In Nigeria and all over the world, genetic diseases are caused by alterations or mutations in a person’s DNA.
Although they have a genetic basis, understanding them and the potential triggers is essential for prevention and improved management.
In this blog post, we will explore six genetic diseases in Nigeria, shedding light on their triggers and offering insights into the complexities of these conditions.
1. Albinism
Albinism is a genetic disorder caused by the absence or reduction of melanin in the skin, hair, and eyes.
Melanin is the pigment that gives colour to the skin, eyes and hair.
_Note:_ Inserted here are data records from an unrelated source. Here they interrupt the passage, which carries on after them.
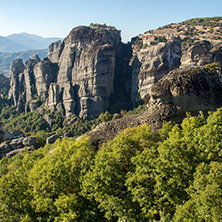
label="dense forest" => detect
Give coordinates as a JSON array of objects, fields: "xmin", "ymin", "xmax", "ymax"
[{"xmin": 0, "ymin": 108, "xmax": 222, "ymax": 222}]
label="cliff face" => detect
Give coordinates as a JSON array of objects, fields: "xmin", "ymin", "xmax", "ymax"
[
  {"xmin": 131, "ymin": 39, "xmax": 181, "ymax": 103},
  {"xmin": 6, "ymin": 26, "xmax": 222, "ymax": 119},
  {"xmin": 87, "ymin": 66, "xmax": 222, "ymax": 148},
  {"xmin": 130, "ymin": 36, "xmax": 222, "ymax": 103},
  {"xmin": 9, "ymin": 27, "xmax": 122, "ymax": 119}
]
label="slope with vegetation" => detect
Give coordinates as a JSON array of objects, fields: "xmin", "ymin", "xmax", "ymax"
[{"xmin": 0, "ymin": 109, "xmax": 222, "ymax": 221}]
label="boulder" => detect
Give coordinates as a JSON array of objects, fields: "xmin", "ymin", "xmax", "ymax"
[
  {"xmin": 46, "ymin": 134, "xmax": 59, "ymax": 144},
  {"xmin": 87, "ymin": 67, "xmax": 222, "ymax": 149},
  {"xmin": 22, "ymin": 137, "xmax": 36, "ymax": 147}
]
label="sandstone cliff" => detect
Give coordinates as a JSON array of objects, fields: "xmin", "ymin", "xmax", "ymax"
[
  {"xmin": 9, "ymin": 26, "xmax": 122, "ymax": 119},
  {"xmin": 130, "ymin": 35, "xmax": 222, "ymax": 103},
  {"xmin": 6, "ymin": 25, "xmax": 222, "ymax": 119},
  {"xmin": 87, "ymin": 67, "xmax": 222, "ymax": 148},
  {"xmin": 130, "ymin": 36, "xmax": 181, "ymax": 103}
]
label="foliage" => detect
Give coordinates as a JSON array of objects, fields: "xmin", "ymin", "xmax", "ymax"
[
  {"xmin": 1, "ymin": 110, "xmax": 48, "ymax": 135},
  {"xmin": 0, "ymin": 108, "xmax": 222, "ymax": 222}
]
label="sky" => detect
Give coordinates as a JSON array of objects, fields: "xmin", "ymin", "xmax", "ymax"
[{"xmin": 0, "ymin": 0, "xmax": 222, "ymax": 42}]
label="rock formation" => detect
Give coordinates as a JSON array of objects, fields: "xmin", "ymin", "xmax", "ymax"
[
  {"xmin": 130, "ymin": 39, "xmax": 181, "ymax": 103},
  {"xmin": 8, "ymin": 25, "xmax": 222, "ymax": 119},
  {"xmin": 0, "ymin": 137, "xmax": 36, "ymax": 159},
  {"xmin": 87, "ymin": 67, "xmax": 222, "ymax": 148},
  {"xmin": 9, "ymin": 26, "xmax": 122, "ymax": 119},
  {"xmin": 0, "ymin": 122, "xmax": 4, "ymax": 142},
  {"xmin": 181, "ymin": 40, "xmax": 222, "ymax": 74}
]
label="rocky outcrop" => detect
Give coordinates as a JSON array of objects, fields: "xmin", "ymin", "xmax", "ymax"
[
  {"xmin": 87, "ymin": 67, "xmax": 222, "ymax": 148},
  {"xmin": 6, "ymin": 25, "xmax": 222, "ymax": 119},
  {"xmin": 9, "ymin": 26, "xmax": 122, "ymax": 119},
  {"xmin": 181, "ymin": 40, "xmax": 222, "ymax": 74},
  {"xmin": 0, "ymin": 137, "xmax": 36, "ymax": 159},
  {"xmin": 46, "ymin": 134, "xmax": 59, "ymax": 144},
  {"xmin": 130, "ymin": 39, "xmax": 181, "ymax": 103},
  {"xmin": 0, "ymin": 122, "xmax": 4, "ymax": 142}
]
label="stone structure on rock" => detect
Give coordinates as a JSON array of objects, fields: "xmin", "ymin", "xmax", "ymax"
[
  {"xmin": 8, "ymin": 24, "xmax": 222, "ymax": 119},
  {"xmin": 9, "ymin": 26, "xmax": 122, "ymax": 119}
]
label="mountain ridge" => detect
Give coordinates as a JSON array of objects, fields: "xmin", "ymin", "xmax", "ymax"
[{"xmin": 0, "ymin": 32, "xmax": 62, "ymax": 52}]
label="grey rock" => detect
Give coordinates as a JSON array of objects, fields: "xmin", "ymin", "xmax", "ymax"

This lack of pigment arises as a result of a gene mutation responsible for producing melanin.
Melanin also plays an important role in protecting the skin from the harmful effects of UV radiation and determining the colour of our eyes and hair.
However, people born with albinism have defective genes that hinder the normal production of melanin, leading to lighter or completely absent pigmentation.
There are different types of albinism, and the severity of the condition can vary. For instance, the one called oculocutaneous albinism affects the eyes, skin, and hair. On the other hand, ocular albinism primarily impacts the eyes.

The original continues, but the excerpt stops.